A Quantum Kirwan Map, II: Bubbling

TL;DR

This paper studies the convergence of vortex sequences in symplectic geometry and aims to rigorously define a quantum deformation of the Kirwan map, which could impact the computation of quantum cohomology of symplectic quotients.

Contribution

It proves subsequential convergence of vortex sequences to stable maps, advancing the rigorous definition of the quantum Kirwan map in symplectic geometry.

Findings

Sequences of vortices with bounded energy converge to stable maps.

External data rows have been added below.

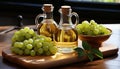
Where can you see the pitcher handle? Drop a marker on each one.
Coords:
(77, 18)
(37, 18)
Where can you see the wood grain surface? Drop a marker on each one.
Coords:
(52, 61)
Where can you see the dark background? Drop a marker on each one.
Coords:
(103, 13)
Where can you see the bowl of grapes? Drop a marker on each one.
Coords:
(93, 33)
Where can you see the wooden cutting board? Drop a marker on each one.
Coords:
(55, 60)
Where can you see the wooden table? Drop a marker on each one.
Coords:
(111, 62)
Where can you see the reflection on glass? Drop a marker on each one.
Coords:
(112, 1)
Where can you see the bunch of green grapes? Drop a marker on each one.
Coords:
(27, 42)
(92, 28)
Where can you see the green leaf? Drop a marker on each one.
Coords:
(80, 52)
(90, 56)
(86, 46)
(98, 53)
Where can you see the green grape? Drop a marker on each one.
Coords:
(32, 53)
(30, 41)
(27, 51)
(91, 28)
(45, 48)
(16, 44)
(47, 53)
(20, 44)
(39, 45)
(20, 52)
(29, 46)
(40, 51)
(53, 49)
(36, 41)
(28, 36)
(27, 42)
(15, 50)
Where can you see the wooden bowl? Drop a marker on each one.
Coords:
(95, 41)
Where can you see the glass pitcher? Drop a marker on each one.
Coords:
(47, 26)
(66, 38)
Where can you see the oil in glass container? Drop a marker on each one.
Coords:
(66, 38)
(47, 26)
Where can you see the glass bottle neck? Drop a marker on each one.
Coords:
(49, 15)
(65, 19)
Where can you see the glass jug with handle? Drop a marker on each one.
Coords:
(47, 26)
(66, 38)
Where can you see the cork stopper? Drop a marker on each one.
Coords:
(66, 9)
(47, 8)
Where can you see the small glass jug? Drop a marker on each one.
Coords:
(66, 38)
(47, 26)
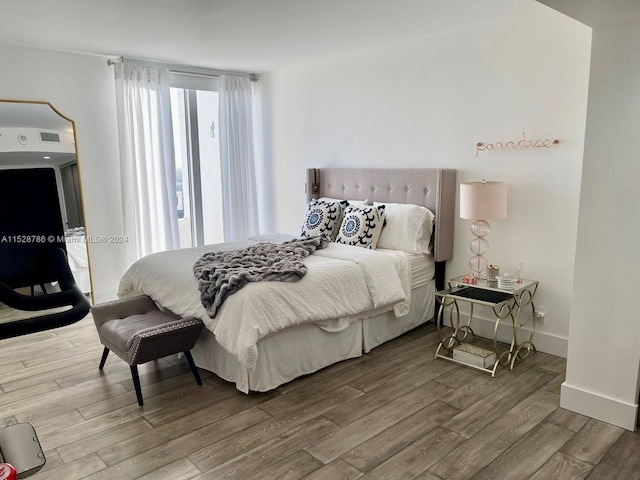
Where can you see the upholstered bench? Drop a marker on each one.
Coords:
(137, 331)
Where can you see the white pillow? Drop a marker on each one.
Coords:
(408, 228)
(361, 226)
(323, 218)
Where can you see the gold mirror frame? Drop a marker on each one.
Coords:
(82, 213)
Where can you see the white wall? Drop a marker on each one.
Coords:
(82, 88)
(426, 104)
(604, 339)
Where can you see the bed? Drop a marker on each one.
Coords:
(280, 350)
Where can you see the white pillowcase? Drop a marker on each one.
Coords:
(408, 228)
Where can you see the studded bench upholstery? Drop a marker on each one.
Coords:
(137, 331)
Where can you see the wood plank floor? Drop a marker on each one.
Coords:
(394, 413)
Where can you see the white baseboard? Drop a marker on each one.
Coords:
(544, 342)
(600, 407)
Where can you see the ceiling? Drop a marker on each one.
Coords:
(598, 13)
(244, 35)
(258, 35)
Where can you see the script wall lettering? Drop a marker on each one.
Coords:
(523, 143)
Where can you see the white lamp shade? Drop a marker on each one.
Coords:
(483, 200)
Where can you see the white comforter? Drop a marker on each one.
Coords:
(343, 282)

The quantum Kirwan map may compute quantum cohomology of symplectic quotients.

Potential for quantum generalizations of localization and abelianization.

Abstract

Consider a Hamiltonian action of a compact connected Lie group $G$ on an aspherical symplectic manifold $(M,\omega)$. Under suitable assumptions, counting gauge equivalence classes of (symplectic) vortices on the plane $R^2$ conjecturally gives rise to a quantum deformation $Qk_G$ of the Kirwan map. This is the second of a series of articles, whose goal is to define $Qk_G$ rigorously. The main result is that every sequence of vortices with uniformly bounded energies has a subsequence that converges to a genus 0 stable map of vortices on $R^2$ and holomorphic spheres in the symplectic quotient. Potentially, the map $Qk_G$ can be used to compute the quantum cohomology of many symplectic quotients. Conjecturally it also gives rise to quantum generalizations of non-abelian localization and abelianization.